2 Materials and methods

2.1 Mice and UUO model

The C57BL/6 background mice were from GemPharmatech (Nanjing, China) and were maintained under specific pathogen-free conditions. The animal experiments were approved by the Ethical Committee of Quanzhou First Hospital. Male mice aged 8 weeks were used to establish the UUO model. A midline abdominal incision was performed after anesthesia (Avertin, Sigma, T48402) and the left ureter was double ligated. Mice were sacrificed 14 days post-UUO and kidneys were harvested for analysis. DMM (Sigma, 136,441, 40 mg/kg) was injected intraperitoneally every other day after UUO. Succinate (Sigma, 4%) was supplemented in the drinking water for 14 days after UUO.

2.2 Western blots

Kidney protein extracts were prepared according to standard protocols. Briefly, tissue lysates were separated by SDS-PAGE and transferred to polyvinylidene difluoride membranes (Millipore). The following primary antibodies were used: anti-goat KIM1 (R&D, AF1817-SP), anti-αSMA (Proteintech, 67,735-1-lg), anti-Col I (Abcam, ab260043), anti-fibronectin polyclonal antibody (Proteintech, 15613-1-AP), anti-cleaved caspase-3 (CST, 9661S), anti-IKK-β (CST, 2678T), anti-NF-κB p65 (CST, 8242T), anti-CD38 (Santa Cruz, sc-374650), anti-PPARα (Huaxingbio, HX18360), anti-PPARγ polyclonal antibody (Proteintech, 16643-1-AP), anti-β-actin (Huaxingbio, HX 1827), and anti-GAPDH (60004-1-Ig, Proteintech). Quantification was performed using ImageJ.

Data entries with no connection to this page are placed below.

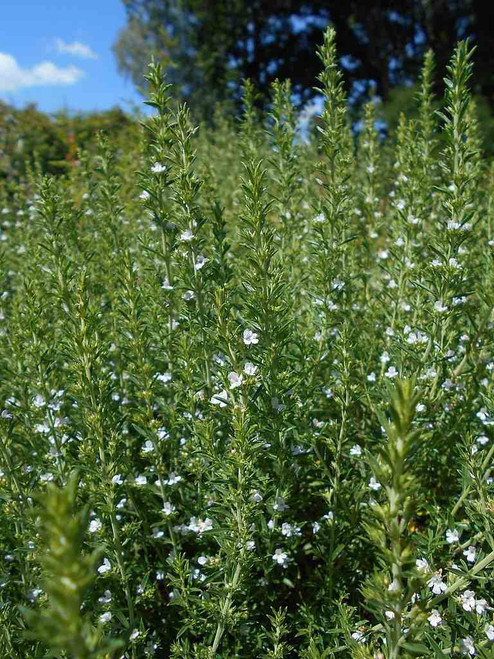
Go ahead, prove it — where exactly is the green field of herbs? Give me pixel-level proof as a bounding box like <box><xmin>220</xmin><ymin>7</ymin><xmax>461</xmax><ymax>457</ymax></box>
<box><xmin>0</xmin><ymin>30</ymin><xmax>494</xmax><ymax>659</ymax></box>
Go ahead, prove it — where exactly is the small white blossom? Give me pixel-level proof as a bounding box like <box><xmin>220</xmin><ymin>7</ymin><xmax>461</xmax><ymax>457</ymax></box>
<box><xmin>427</xmin><ymin>574</ymin><xmax>448</xmax><ymax>595</ymax></box>
<box><xmin>211</xmin><ymin>389</ymin><xmax>228</xmax><ymax>407</ymax></box>
<box><xmin>460</xmin><ymin>590</ymin><xmax>475</xmax><ymax>611</ymax></box>
<box><xmin>460</xmin><ymin>636</ymin><xmax>477</xmax><ymax>657</ymax></box>
<box><xmin>244</xmin><ymin>362</ymin><xmax>257</xmax><ymax>375</ymax></box>
<box><xmin>180</xmin><ymin>229</ymin><xmax>194</xmax><ymax>242</ymax></box>
<box><xmin>151</xmin><ymin>162</ymin><xmax>166</xmax><ymax>174</ymax></box>
<box><xmin>272</xmin><ymin>548</ymin><xmax>290</xmax><ymax>568</ymax></box>
<box><xmin>98</xmin><ymin>558</ymin><xmax>111</xmax><ymax>574</ymax></box>
<box><xmin>228</xmin><ymin>371</ymin><xmax>243</xmax><ymax>389</ymax></box>
<box><xmin>242</xmin><ymin>330</ymin><xmax>259</xmax><ymax>346</ymax></box>
<box><xmin>427</xmin><ymin>609</ymin><xmax>443</xmax><ymax>627</ymax></box>
<box><xmin>446</xmin><ymin>529</ymin><xmax>460</xmax><ymax>545</ymax></box>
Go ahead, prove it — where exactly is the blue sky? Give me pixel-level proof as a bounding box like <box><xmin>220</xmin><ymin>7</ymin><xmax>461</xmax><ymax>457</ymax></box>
<box><xmin>0</xmin><ymin>0</ymin><xmax>141</xmax><ymax>112</ymax></box>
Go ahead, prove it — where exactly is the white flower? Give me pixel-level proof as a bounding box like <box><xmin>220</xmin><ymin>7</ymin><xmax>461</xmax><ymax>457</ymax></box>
<box><xmin>251</xmin><ymin>490</ymin><xmax>263</xmax><ymax>503</ymax></box>
<box><xmin>33</xmin><ymin>394</ymin><xmax>46</xmax><ymax>407</ymax></box>
<box><xmin>163</xmin><ymin>471</ymin><xmax>182</xmax><ymax>485</ymax></box>
<box><xmin>281</xmin><ymin>522</ymin><xmax>293</xmax><ymax>538</ymax></box>
<box><xmin>434</xmin><ymin>300</ymin><xmax>448</xmax><ymax>313</ymax></box>
<box><xmin>142</xmin><ymin>439</ymin><xmax>154</xmax><ymax>453</ymax></box>
<box><xmin>460</xmin><ymin>636</ymin><xmax>477</xmax><ymax>657</ymax></box>
<box><xmin>180</xmin><ymin>229</ymin><xmax>194</xmax><ymax>242</ymax></box>
<box><xmin>98</xmin><ymin>558</ymin><xmax>111</xmax><ymax>574</ymax></box>
<box><xmin>475</xmin><ymin>599</ymin><xmax>489</xmax><ymax>616</ymax></box>
<box><xmin>98</xmin><ymin>590</ymin><xmax>112</xmax><ymax>604</ymax></box>
<box><xmin>211</xmin><ymin>389</ymin><xmax>228</xmax><ymax>407</ymax></box>
<box><xmin>427</xmin><ymin>609</ymin><xmax>443</xmax><ymax>627</ymax></box>
<box><xmin>228</xmin><ymin>371</ymin><xmax>242</xmax><ymax>389</ymax></box>
<box><xmin>273</xmin><ymin>497</ymin><xmax>290</xmax><ymax>513</ymax></box>
<box><xmin>379</xmin><ymin>350</ymin><xmax>390</xmax><ymax>364</ymax></box>
<box><xmin>187</xmin><ymin>517</ymin><xmax>213</xmax><ymax>535</ymax></box>
<box><xmin>446</xmin><ymin>529</ymin><xmax>460</xmax><ymax>545</ymax></box>
<box><xmin>161</xmin><ymin>501</ymin><xmax>175</xmax><ymax>516</ymax></box>
<box><xmin>272</xmin><ymin>548</ymin><xmax>290</xmax><ymax>567</ymax></box>
<box><xmin>369</xmin><ymin>476</ymin><xmax>381</xmax><ymax>491</ymax></box>
<box><xmin>151</xmin><ymin>162</ymin><xmax>166</xmax><ymax>174</ymax></box>
<box><xmin>242</xmin><ymin>330</ymin><xmax>259</xmax><ymax>346</ymax></box>
<box><xmin>460</xmin><ymin>590</ymin><xmax>475</xmax><ymax>611</ymax></box>
<box><xmin>244</xmin><ymin>362</ymin><xmax>257</xmax><ymax>375</ymax></box>
<box><xmin>427</xmin><ymin>574</ymin><xmax>448</xmax><ymax>595</ymax></box>
<box><xmin>415</xmin><ymin>558</ymin><xmax>430</xmax><ymax>572</ymax></box>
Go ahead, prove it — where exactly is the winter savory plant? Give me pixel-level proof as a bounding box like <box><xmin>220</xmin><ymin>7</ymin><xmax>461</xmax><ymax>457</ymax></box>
<box><xmin>0</xmin><ymin>29</ymin><xmax>494</xmax><ymax>659</ymax></box>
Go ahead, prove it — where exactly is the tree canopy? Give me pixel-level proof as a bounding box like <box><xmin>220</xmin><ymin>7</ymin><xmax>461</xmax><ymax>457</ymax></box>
<box><xmin>114</xmin><ymin>0</ymin><xmax>494</xmax><ymax>116</ymax></box>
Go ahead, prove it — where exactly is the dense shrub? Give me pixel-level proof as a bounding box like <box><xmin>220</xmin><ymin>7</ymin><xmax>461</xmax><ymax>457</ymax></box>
<box><xmin>0</xmin><ymin>31</ymin><xmax>494</xmax><ymax>659</ymax></box>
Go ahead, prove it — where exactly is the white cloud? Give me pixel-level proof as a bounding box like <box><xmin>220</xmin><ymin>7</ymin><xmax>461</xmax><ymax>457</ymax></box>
<box><xmin>0</xmin><ymin>53</ymin><xmax>84</xmax><ymax>92</ymax></box>
<box><xmin>55</xmin><ymin>39</ymin><xmax>98</xmax><ymax>59</ymax></box>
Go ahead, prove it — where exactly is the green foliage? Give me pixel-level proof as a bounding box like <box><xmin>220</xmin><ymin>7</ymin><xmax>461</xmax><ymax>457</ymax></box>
<box><xmin>24</xmin><ymin>474</ymin><xmax>122</xmax><ymax>659</ymax></box>
<box><xmin>0</xmin><ymin>29</ymin><xmax>494</xmax><ymax>659</ymax></box>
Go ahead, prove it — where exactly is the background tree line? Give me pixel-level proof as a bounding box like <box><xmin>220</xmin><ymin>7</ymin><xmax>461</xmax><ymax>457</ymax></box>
<box><xmin>114</xmin><ymin>0</ymin><xmax>494</xmax><ymax>118</ymax></box>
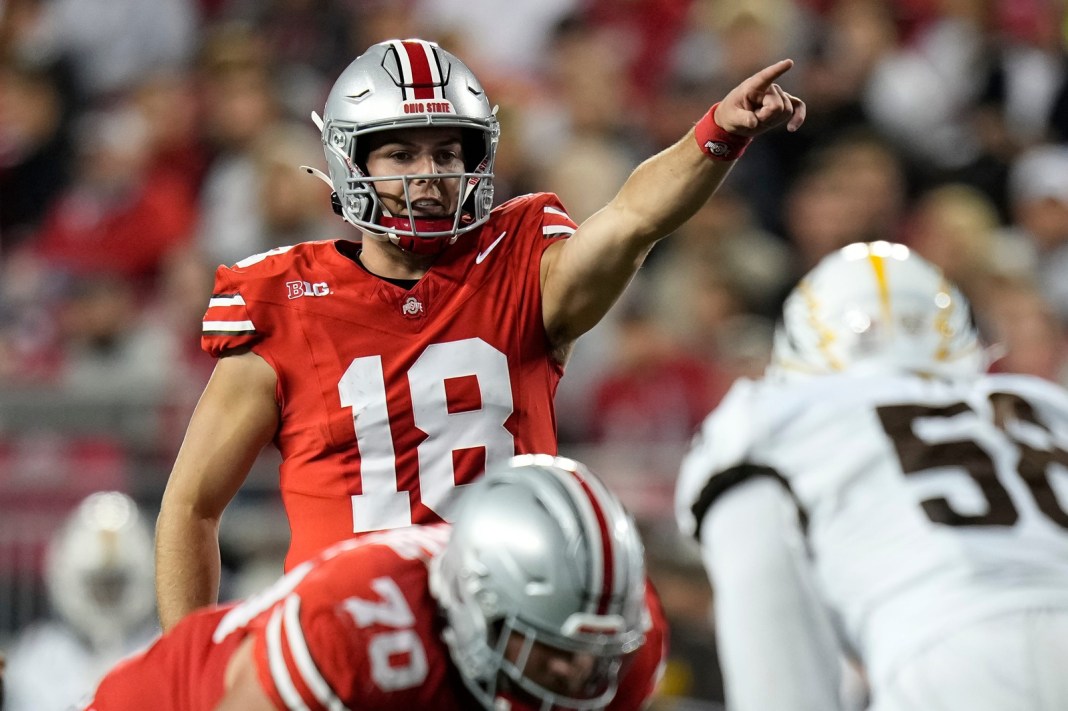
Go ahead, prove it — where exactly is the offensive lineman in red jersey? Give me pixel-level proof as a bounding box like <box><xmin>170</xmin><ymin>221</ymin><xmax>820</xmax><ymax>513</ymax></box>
<box><xmin>85</xmin><ymin>455</ymin><xmax>664</xmax><ymax>711</ymax></box>
<box><xmin>156</xmin><ymin>40</ymin><xmax>805</xmax><ymax>629</ymax></box>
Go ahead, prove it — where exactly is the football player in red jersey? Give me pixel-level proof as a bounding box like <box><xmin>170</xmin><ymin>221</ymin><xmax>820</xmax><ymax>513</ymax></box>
<box><xmin>84</xmin><ymin>455</ymin><xmax>665</xmax><ymax>711</ymax></box>
<box><xmin>156</xmin><ymin>40</ymin><xmax>805</xmax><ymax>629</ymax></box>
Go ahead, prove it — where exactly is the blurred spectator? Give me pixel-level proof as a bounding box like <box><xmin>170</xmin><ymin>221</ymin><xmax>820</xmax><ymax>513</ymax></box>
<box><xmin>247</xmin><ymin>122</ymin><xmax>335</xmax><ymax>248</ymax></box>
<box><xmin>784</xmin><ymin>131</ymin><xmax>908</xmax><ymax>271</ymax></box>
<box><xmin>131</xmin><ymin>72</ymin><xmax>209</xmax><ymax>200</ymax></box>
<box><xmin>588</xmin><ymin>296</ymin><xmax>729</xmax><ymax>445</ymax></box>
<box><xmin>1009</xmin><ymin>145</ymin><xmax>1068</xmax><ymax>323</ymax></box>
<box><xmin>0</xmin><ymin>61</ymin><xmax>70</xmax><ymax>251</ymax></box>
<box><xmin>4</xmin><ymin>491</ymin><xmax>157</xmax><ymax>711</ymax></box>
<box><xmin>906</xmin><ymin>184</ymin><xmax>1033</xmax><ymax>301</ymax></box>
<box><xmin>981</xmin><ymin>279</ymin><xmax>1068</xmax><ymax>385</ymax></box>
<box><xmin>3</xmin><ymin>0</ymin><xmax>198</xmax><ymax>105</ymax></box>
<box><xmin>409</xmin><ymin>0</ymin><xmax>580</xmax><ymax>81</ymax></box>
<box><xmin>56</xmin><ymin>273</ymin><xmax>173</xmax><ymax>398</ymax></box>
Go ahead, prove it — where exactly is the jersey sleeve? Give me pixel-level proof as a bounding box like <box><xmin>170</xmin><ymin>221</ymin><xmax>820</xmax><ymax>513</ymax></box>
<box><xmin>701</xmin><ymin>478</ymin><xmax>845</xmax><ymax>711</ymax></box>
<box><xmin>253</xmin><ymin>544</ymin><xmax>442</xmax><ymax>711</ymax></box>
<box><xmin>201</xmin><ymin>261</ymin><xmax>263</xmax><ymax>358</ymax></box>
<box><xmin>607</xmin><ymin>583</ymin><xmax>669</xmax><ymax>711</ymax></box>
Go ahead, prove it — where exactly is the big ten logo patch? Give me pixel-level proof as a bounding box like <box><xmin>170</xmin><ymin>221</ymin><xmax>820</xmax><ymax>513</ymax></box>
<box><xmin>285</xmin><ymin>281</ymin><xmax>330</xmax><ymax>299</ymax></box>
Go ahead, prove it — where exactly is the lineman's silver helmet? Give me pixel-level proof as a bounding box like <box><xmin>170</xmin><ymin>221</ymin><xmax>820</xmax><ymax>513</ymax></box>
<box><xmin>430</xmin><ymin>455</ymin><xmax>647</xmax><ymax>709</ymax></box>
<box><xmin>46</xmin><ymin>491</ymin><xmax>156</xmax><ymax>648</ymax></box>
<box><xmin>320</xmin><ymin>40</ymin><xmax>500</xmax><ymax>254</ymax></box>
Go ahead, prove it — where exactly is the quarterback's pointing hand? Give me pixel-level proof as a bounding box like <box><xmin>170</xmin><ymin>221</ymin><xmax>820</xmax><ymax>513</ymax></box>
<box><xmin>714</xmin><ymin>59</ymin><xmax>805</xmax><ymax>138</ymax></box>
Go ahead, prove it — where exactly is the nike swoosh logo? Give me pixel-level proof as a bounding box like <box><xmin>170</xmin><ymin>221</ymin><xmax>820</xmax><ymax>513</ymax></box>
<box><xmin>474</xmin><ymin>230</ymin><xmax>508</xmax><ymax>264</ymax></box>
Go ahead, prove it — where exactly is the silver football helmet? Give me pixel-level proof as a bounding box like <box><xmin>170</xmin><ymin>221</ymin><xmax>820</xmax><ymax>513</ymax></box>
<box><xmin>430</xmin><ymin>455</ymin><xmax>647</xmax><ymax>710</ymax></box>
<box><xmin>46</xmin><ymin>491</ymin><xmax>156</xmax><ymax>648</ymax></box>
<box><xmin>312</xmin><ymin>40</ymin><xmax>500</xmax><ymax>254</ymax></box>
<box><xmin>768</xmin><ymin>241</ymin><xmax>988</xmax><ymax>379</ymax></box>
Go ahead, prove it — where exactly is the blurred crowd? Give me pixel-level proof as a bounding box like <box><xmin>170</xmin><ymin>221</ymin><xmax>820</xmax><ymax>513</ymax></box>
<box><xmin>0</xmin><ymin>0</ymin><xmax>1068</xmax><ymax>704</ymax></box>
<box><xmin>0</xmin><ymin>0</ymin><xmax>1068</xmax><ymax>447</ymax></box>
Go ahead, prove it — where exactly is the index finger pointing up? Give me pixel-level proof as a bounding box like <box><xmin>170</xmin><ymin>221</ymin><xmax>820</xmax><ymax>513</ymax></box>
<box><xmin>752</xmin><ymin>59</ymin><xmax>794</xmax><ymax>91</ymax></box>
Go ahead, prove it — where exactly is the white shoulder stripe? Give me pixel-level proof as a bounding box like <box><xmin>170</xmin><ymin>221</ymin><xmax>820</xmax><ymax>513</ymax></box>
<box><xmin>267</xmin><ymin>607</ymin><xmax>309</xmax><ymax>711</ymax></box>
<box><xmin>203</xmin><ymin>320</ymin><xmax>256</xmax><ymax>333</ymax></box>
<box><xmin>207</xmin><ymin>294</ymin><xmax>245</xmax><ymax>309</ymax></box>
<box><xmin>283</xmin><ymin>595</ymin><xmax>348</xmax><ymax>711</ymax></box>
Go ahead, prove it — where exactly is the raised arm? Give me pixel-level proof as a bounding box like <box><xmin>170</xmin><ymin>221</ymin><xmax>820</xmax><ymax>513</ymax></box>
<box><xmin>541</xmin><ymin>60</ymin><xmax>805</xmax><ymax>348</ymax></box>
<box><xmin>156</xmin><ymin>352</ymin><xmax>279</xmax><ymax>631</ymax></box>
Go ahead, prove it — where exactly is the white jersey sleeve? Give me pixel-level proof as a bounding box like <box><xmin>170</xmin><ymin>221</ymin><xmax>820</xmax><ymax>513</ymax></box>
<box><xmin>676</xmin><ymin>367</ymin><xmax>1068</xmax><ymax>683</ymax></box>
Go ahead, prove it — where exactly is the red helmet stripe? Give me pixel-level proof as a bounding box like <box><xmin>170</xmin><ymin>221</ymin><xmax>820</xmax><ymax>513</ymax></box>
<box><xmin>571</xmin><ymin>470</ymin><xmax>615</xmax><ymax>615</ymax></box>
<box><xmin>397</xmin><ymin>42</ymin><xmax>444</xmax><ymax>99</ymax></box>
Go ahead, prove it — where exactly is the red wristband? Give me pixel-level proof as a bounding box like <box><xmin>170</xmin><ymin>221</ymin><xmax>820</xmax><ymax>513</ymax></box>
<box><xmin>693</xmin><ymin>102</ymin><xmax>753</xmax><ymax>160</ymax></box>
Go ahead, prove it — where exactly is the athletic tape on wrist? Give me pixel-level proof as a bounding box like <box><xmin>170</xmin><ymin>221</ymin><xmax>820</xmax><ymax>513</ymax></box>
<box><xmin>693</xmin><ymin>102</ymin><xmax>753</xmax><ymax>160</ymax></box>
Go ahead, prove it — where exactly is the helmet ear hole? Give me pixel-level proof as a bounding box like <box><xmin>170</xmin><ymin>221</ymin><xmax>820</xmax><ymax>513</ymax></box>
<box><xmin>768</xmin><ymin>241</ymin><xmax>988</xmax><ymax>380</ymax></box>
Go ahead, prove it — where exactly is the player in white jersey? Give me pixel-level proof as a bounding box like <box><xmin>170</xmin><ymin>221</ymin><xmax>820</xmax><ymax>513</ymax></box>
<box><xmin>676</xmin><ymin>242</ymin><xmax>1068</xmax><ymax>711</ymax></box>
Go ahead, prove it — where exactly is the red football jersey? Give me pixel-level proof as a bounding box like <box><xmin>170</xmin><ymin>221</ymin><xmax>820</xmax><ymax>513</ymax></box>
<box><xmin>196</xmin><ymin>193</ymin><xmax>576</xmax><ymax>569</ymax></box>
<box><xmin>88</xmin><ymin>525</ymin><xmax>666</xmax><ymax>711</ymax></box>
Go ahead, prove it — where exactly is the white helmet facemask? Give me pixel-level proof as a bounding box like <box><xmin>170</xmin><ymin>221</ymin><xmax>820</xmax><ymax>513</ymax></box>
<box><xmin>768</xmin><ymin>241</ymin><xmax>989</xmax><ymax>380</ymax></box>
<box><xmin>430</xmin><ymin>455</ymin><xmax>647</xmax><ymax>710</ymax></box>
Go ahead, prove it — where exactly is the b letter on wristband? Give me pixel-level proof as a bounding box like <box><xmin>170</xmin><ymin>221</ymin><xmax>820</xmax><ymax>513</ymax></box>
<box><xmin>693</xmin><ymin>104</ymin><xmax>753</xmax><ymax>160</ymax></box>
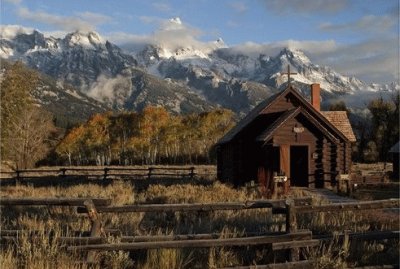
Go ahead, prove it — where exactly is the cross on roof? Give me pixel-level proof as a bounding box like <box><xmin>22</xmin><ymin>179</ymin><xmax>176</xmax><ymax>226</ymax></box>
<box><xmin>281</xmin><ymin>64</ymin><xmax>297</xmax><ymax>85</ymax></box>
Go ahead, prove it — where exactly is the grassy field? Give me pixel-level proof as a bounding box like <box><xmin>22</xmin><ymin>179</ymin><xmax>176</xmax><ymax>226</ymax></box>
<box><xmin>0</xmin><ymin>163</ymin><xmax>399</xmax><ymax>269</ymax></box>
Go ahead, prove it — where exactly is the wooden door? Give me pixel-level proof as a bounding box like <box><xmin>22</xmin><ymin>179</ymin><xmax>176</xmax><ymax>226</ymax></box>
<box><xmin>290</xmin><ymin>146</ymin><xmax>308</xmax><ymax>187</ymax></box>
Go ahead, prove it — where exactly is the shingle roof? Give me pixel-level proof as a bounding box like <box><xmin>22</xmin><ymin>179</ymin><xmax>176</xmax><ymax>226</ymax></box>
<box><xmin>389</xmin><ymin>141</ymin><xmax>400</xmax><ymax>153</ymax></box>
<box><xmin>256</xmin><ymin>107</ymin><xmax>337</xmax><ymax>143</ymax></box>
<box><xmin>217</xmin><ymin>89</ymin><xmax>287</xmax><ymax>144</ymax></box>
<box><xmin>321</xmin><ymin>111</ymin><xmax>357</xmax><ymax>142</ymax></box>
<box><xmin>256</xmin><ymin>107</ymin><xmax>301</xmax><ymax>141</ymax></box>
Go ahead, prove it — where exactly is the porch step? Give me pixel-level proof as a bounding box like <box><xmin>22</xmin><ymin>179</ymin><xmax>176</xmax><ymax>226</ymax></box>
<box><xmin>302</xmin><ymin>189</ymin><xmax>357</xmax><ymax>204</ymax></box>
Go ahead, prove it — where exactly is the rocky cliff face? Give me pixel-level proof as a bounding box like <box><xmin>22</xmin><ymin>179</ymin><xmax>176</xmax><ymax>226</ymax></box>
<box><xmin>0</xmin><ymin>25</ymin><xmax>399</xmax><ymax>118</ymax></box>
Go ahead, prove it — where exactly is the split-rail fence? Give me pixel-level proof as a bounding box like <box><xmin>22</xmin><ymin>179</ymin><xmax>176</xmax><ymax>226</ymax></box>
<box><xmin>0</xmin><ymin>197</ymin><xmax>400</xmax><ymax>269</ymax></box>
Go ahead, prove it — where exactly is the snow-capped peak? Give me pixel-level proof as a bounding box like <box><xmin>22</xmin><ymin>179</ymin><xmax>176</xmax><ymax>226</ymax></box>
<box><xmin>0</xmin><ymin>25</ymin><xmax>35</xmax><ymax>39</ymax></box>
<box><xmin>64</xmin><ymin>31</ymin><xmax>104</xmax><ymax>47</ymax></box>
<box><xmin>280</xmin><ymin>48</ymin><xmax>311</xmax><ymax>65</ymax></box>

2.3 Masson staining and histological analysis

The mouse kidneys were fixed in 4% paraformaldehyde and embedded in paraffin. The kidney sections were stained with Masson’s trichrome. Images of the kidney slides were acquired using a NanoZoomer Slide Scanner (Hamamatsu Photonics). Quantification was performed using ImageJ software.

2.4 Succinate detection

The mouse kidneys were harvested and homogenized, followed by centrifugation at 10,000 rpm for 5 min. The supernatants were then analyzed for succinate levels using a Succinate Colorimetric Assay Kit (MAK184, Sigma) according to the manufacturer’s instructions.

2.5 Kidney leukocyte isolation and flow cytometry analysis

Mice were anesthetized with Avertin (Sigma, T48402). Kidneys were dissected into small fragments and digested in HBSS supplemented with 0.05% collagenase IV and 2 mM CaCl₂ at 37°C for 25 min. Tissue homogenates were then filtered through a 70-μm nylon mesh and centrifuged at 500 g for 5 min. The resultant cell suspensions were treated with an Fcγ receptor-blocking antibody (101,320, BioLegend) for 10 min. The following fluorescently labeled antibodies (all from BioLegend) were applied: CD45-BV421 (103,134), CD11b-FITC (101,206), Ly6G-APC/Cyanine7 (127,624), Ly6C-PE (128,008), F4/80-APC (123,116), CD3-PE (100,206), CD4-PE/Cyanine7 (116,016), CD8a-APC/Cyanine7 (100,713), NK1.1-FITC (156,508), and CD20-APC (152,107). Flow cytometry was performed on a FACSCanto II (BD Biosciences). The data were analyzed using FlowJo software 10.4.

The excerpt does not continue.